Doesn't appear to be available for US citizens; at least the signup form doesn't have that country as an option. Company claims to be based in Cyprus.
Onboarding Success Summary
A 64% success rate ain't great.
First and foremost, none of these yield generators are going to allow you to earn interest without performing KYC on you. But some of them go even further than that.
Abra - 10 trackers, 19 app permissions
BitLeague - o trackers, 7 app permissions
BitLeague web app - 2 trackers
BlockFi - 4 trackers, 25 app permissions
BlockFi web app - 4 trackers
Celsius - 12 trackers, 29 permissions
CoinLoan - 9 trackers, 26 app permissions
CoinLoan web app - 3 trackers
Crypto.com - 14 trackers, 15 app permissions
Hodlnaut web app - only uses google analytics
Ledn web app - google analytics and zendesk
Luno: 10 trackers, 17 permissions
Luno web app - 4 trackers
Midas web app - 4 trackers
MyConstant web app - 4 trackers
Nexo - 3 trackers, 34 app permissions
Nexo web app - only uses google analytics
Vauld web app - 3 trackers
Voyager - 7 trackers, 19 app permissions
YouHodler web app - 2 trackers
In general it seems the web apps are a bit less privacy invasive.

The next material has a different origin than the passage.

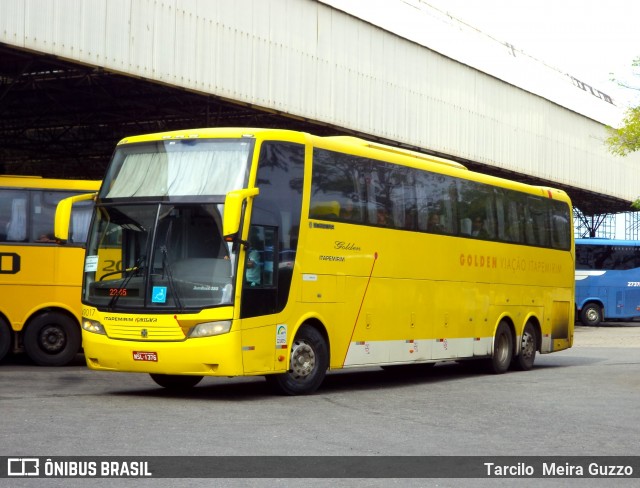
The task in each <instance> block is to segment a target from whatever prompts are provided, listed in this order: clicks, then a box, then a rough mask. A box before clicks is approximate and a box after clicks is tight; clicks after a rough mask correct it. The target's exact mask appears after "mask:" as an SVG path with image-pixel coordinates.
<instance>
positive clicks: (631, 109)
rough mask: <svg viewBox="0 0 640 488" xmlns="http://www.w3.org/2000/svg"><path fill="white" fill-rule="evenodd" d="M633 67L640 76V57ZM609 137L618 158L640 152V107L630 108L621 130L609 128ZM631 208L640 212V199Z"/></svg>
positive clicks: (610, 141)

Most (5 of 9) of the mobile apps try to get your precise geolocation via GPS.
Most also ask to read your contact list, presumably for referral programs.

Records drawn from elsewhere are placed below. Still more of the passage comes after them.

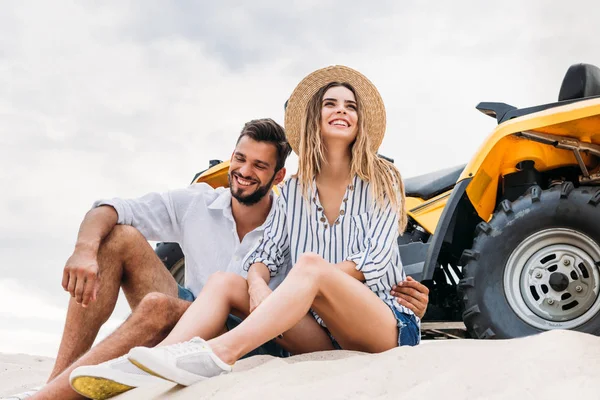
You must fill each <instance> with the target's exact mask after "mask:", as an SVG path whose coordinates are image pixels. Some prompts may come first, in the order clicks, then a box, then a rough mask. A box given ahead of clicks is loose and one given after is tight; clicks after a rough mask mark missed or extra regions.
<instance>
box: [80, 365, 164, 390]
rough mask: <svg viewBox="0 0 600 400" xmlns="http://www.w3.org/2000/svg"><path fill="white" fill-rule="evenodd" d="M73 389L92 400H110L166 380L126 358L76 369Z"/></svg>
mask: <svg viewBox="0 0 600 400" xmlns="http://www.w3.org/2000/svg"><path fill="white" fill-rule="evenodd" d="M69 382H71V387H72V388H73V390H75V391H76V392H77V393H79V394H80V395H82V396H85V397H89V398H90V399H108V398H111V397H113V396H116V395H118V394H119V393H123V392H126V391H128V390H131V389H133V388H136V387H139V386H145V385H151V384H154V383H159V382H164V380H162V379H160V378H157V377H155V376H152V375H150V374H149V373H147V372H145V371H143V370H141V369H139V368H138V367H136V366H135V365H133V364H132V363H130V362H129V360H128V359H127V357H126V356H122V357H119V358H115V359H114V360H110V361H106V362H103V363H102V364H98V365H86V366H83V367H79V368H75V369H74V370H73V372H71V376H70V377H69Z"/></svg>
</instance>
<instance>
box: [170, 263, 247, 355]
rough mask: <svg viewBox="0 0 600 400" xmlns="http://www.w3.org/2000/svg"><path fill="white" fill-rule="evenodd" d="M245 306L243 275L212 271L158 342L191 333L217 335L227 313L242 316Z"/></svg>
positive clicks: (243, 278)
mask: <svg viewBox="0 0 600 400" xmlns="http://www.w3.org/2000/svg"><path fill="white" fill-rule="evenodd" d="M249 309H250V298H249V296H248V283H247V281H246V279H244V278H242V277H241V276H240V275H236V274H233V273H228V272H215V273H214V274H212V275H211V276H210V277H209V278H208V281H207V282H206V285H204V288H203V289H202V291H201V292H200V294H199V295H198V297H197V298H196V300H194V302H193V303H192V305H191V306H190V307H189V308H188V309H187V311H186V312H185V313H184V314H183V316H182V317H181V319H180V320H179V322H178V323H177V325H175V327H174V328H173V330H172V331H171V333H170V334H169V335H168V336H167V337H166V338H165V339H164V340H163V341H162V342H161V343H160V344H159V346H166V345H169V344H174V343H181V342H185V341H188V340H190V339H191V338H193V337H195V336H199V337H201V338H203V339H205V340H208V339H212V338H214V337H217V336H218V335H220V334H221V333H223V332H225V331H226V328H225V322H226V321H227V317H228V316H229V314H235V315H240V316H245V315H247V314H248V310H249Z"/></svg>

For some reason Celsius, Luno, & Nexo even ask for audio recording permission...
My favorite is Celsius which includes "UXCam" which is described as "captures every micro interaction on your app, allowing you to replay, analyze and optimize the user experience."
I'm not going to hand my precious bitcoin over to a third party unless I believe they are highly trustworthy. You don't want to get GOX'd (hacked custodian) nor do you want to get Quadriga'd (exit scammed) nor do you want to get Cred'd (implosion due to poor lending practices.)
I'd argue that using lending services is inherently riskier than leaving your funds on an exchange. An exchange can keep 95%+ of its funds in cold storage and thus limit the risk of loss. A lender has to keep funds moving out of their control into the hands of third parties upon whom they must actively manage risk of default.
Manage your risks.
Do your due diligence.
Don't complain if you risk it all and get rekt.